A ransomware attack should now be treated as a data breach until proven otherwise. Ransomware operators are increasingly stealing files before they encrypt them, and they're threatening to release those files publicly as a way of pressuring the victims to pay. The Nemty ransomware gang is the latest to do so. According to BleepingComputer, Nemty will follow the example set by Maze and Sodinokibi. The extortionists say they've set up a site where they can dump files stolen from victims who don't pay quickly enough.
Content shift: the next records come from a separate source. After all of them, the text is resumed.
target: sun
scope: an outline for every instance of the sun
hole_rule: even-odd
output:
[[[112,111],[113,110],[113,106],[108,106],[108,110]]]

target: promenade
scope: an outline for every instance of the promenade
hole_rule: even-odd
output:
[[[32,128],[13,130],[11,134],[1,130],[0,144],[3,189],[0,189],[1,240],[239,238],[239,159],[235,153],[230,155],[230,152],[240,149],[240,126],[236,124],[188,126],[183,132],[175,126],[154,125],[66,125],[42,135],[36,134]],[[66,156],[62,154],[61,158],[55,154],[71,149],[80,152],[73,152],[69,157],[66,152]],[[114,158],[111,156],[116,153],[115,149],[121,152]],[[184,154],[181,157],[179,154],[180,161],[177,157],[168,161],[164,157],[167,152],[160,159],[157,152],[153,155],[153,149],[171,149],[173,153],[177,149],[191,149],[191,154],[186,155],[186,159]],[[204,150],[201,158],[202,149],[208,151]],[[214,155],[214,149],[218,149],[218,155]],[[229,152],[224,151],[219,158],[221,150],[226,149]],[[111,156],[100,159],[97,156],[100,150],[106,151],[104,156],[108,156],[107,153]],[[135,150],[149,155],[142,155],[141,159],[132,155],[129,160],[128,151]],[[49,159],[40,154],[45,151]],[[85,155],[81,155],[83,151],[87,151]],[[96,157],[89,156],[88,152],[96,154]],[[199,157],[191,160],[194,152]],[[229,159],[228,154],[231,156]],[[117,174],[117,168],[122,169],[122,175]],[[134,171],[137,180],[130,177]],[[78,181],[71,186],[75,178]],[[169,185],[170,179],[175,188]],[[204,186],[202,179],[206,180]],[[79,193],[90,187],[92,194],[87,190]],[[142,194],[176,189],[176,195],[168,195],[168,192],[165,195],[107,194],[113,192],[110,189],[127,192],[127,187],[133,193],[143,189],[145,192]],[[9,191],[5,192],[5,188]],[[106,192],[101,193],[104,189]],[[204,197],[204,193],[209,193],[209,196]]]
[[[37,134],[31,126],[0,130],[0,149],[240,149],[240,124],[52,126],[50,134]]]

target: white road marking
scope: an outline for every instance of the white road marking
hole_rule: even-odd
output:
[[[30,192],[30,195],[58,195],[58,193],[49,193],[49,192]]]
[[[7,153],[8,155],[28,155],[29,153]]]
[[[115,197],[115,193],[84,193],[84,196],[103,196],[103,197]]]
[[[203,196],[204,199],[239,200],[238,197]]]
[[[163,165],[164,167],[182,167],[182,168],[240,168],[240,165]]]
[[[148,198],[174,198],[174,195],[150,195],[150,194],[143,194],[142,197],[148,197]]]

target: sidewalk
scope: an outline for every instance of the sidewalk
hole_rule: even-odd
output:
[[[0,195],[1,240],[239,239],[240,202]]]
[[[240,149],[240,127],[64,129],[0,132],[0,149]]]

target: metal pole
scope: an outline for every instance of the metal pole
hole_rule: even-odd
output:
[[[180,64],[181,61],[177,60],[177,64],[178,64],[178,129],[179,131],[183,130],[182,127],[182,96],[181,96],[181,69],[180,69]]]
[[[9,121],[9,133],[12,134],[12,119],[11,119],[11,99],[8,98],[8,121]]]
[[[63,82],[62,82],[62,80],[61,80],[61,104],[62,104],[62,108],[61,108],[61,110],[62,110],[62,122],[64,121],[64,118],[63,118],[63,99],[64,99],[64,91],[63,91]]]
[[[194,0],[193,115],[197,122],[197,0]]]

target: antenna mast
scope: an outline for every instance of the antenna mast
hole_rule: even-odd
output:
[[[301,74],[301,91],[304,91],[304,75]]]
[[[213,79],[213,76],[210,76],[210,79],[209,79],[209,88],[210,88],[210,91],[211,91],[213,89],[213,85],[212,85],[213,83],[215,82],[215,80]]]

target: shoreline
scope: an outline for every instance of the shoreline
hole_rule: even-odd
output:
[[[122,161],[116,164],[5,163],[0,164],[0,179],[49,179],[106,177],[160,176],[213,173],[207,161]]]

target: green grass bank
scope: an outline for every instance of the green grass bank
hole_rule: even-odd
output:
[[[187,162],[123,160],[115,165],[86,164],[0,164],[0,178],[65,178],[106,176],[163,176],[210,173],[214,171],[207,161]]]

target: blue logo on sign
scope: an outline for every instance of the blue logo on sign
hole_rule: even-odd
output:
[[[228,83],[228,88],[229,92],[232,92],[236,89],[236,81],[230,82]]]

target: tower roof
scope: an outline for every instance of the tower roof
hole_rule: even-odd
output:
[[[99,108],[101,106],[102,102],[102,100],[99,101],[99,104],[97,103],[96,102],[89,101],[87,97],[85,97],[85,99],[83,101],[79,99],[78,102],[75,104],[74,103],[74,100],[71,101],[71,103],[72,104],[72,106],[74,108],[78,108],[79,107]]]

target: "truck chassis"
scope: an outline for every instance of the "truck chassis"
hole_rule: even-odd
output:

Hackers are also moving immediately to extortion when they obtain medical information. HealthIT Security reports that patients of the Center for Facial Restoration, located in Florida, are being shaken down for the return of their stolen medical data. The clinic itself is also the target of extortion.
The news may originate in Norway, but Consumer Reports thinks it should be taken seriously everywhere: popular dating apps are sharing "intimate details" of their users. The sharing isn't salacious; it's commercial. The data are going to big advertising platforms who use the information so obtained not for the delectation of their watchstanders, but rather to enable them to serve up ads targeted with rifleshot accuracy at the frisky or lovelorn.